『silent』手掛けた敏腕P「企画書は見た目が9割」 わかりやすくできないなら企画自体を捨てよう
ドラマ『silent』『14才の母』『BOSS』『SUMMER NUDE』『いつかこの恋を思い出してきっと泣いてしまう』『信長協奏曲』、映画『帝一の國』『約束のネバーランド』『キャラクター』など、数々のヒット作を生み出してきたプロデューサー・村瀬健氏。企画のプロともいえる彼が語るのは、「企画書は見た瞬間に面白いと思わせることが大事」という、目からうろこの内容。『silent』の企画書が掲載されていることでも話題の初著書『巻き込む力がヒットを作る “想い”で動かす仕事術』から、一部抜粋・再編集してお届けします。 【写真で見る】『silent』の企画書の様子
■企画書が果たすべき2つの使命 自分の“想い”を2つの角度で見せる。 端的に言うと、企画書は「僕はこれをやりたい」というものをまとめた文書です。

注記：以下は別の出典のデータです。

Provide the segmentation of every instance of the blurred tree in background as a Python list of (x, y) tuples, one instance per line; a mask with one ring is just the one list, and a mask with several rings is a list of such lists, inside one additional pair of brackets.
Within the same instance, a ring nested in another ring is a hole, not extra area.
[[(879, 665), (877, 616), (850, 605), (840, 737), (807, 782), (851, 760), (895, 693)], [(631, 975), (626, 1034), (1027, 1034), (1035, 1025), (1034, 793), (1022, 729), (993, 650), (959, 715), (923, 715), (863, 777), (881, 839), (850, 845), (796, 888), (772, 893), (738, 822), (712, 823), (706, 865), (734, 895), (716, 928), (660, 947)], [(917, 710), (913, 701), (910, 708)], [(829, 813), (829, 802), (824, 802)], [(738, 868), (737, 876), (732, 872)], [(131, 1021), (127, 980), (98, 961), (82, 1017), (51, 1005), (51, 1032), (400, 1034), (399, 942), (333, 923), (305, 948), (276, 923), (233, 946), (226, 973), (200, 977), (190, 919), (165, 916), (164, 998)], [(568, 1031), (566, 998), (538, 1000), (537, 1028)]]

そして当然のことながら、企画書は様々な人の目に触れるわけですが、「僕はこれをやりたい」という自分の“想い”を一本調子で語るのではなく、2つの角度から見せる必要があると思って書いています。 その一つ目は、脚本家、監督、出演者、といった自分の仲間になる人たち、つまり同じ船に乗ってもらう人たちに「一緒にやろうぜ、この船に乗ろうぜ」という自分の気持ちを見せるという角度。逆に言うと、仲間たちに「これなら一緒にやりたい」と思ってもらえるような見せ方です。

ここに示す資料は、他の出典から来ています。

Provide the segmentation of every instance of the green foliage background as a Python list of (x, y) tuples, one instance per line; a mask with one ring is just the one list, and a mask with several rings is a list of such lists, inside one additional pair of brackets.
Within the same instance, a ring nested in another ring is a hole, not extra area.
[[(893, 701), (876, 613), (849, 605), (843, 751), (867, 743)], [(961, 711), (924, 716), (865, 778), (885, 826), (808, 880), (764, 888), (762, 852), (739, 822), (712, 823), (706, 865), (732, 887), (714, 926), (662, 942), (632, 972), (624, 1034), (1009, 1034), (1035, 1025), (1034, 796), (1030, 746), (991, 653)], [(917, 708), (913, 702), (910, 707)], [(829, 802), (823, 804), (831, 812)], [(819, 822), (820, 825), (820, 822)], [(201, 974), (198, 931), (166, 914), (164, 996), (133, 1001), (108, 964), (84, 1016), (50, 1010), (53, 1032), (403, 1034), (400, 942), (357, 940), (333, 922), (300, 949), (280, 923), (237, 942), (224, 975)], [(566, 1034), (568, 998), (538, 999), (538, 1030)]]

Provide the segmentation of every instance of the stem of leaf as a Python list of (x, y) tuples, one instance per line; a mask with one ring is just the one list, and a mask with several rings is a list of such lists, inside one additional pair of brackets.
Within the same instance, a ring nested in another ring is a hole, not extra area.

もう一つは、サラリーマンである僕が、上司や編成など決定権を持つ会社の人たちにアピールするという角度。「この企画、面白そうでしょ。これにベット(確信をもって信じる)しませんか?」という見せ方になります。つまり、「これ、当たりそうでしょ? 当たりますよ、絶対!」というやつです。正直なところ、本当に当たるかどうかなんて分かりません。 それが分かるなら、僕はきっと、ディズニーランドならぬ「村瀬ランド」を作れているはずです。でも、「当たるかも」と思わせることはできます。「これは絶対に当たります!」を、自分なりの根拠と共に語り、決定権を持つ人に「確かにこれは当たりそうだな」と思わせる。そのための書き方、見せ方を僕はいつも意識しています。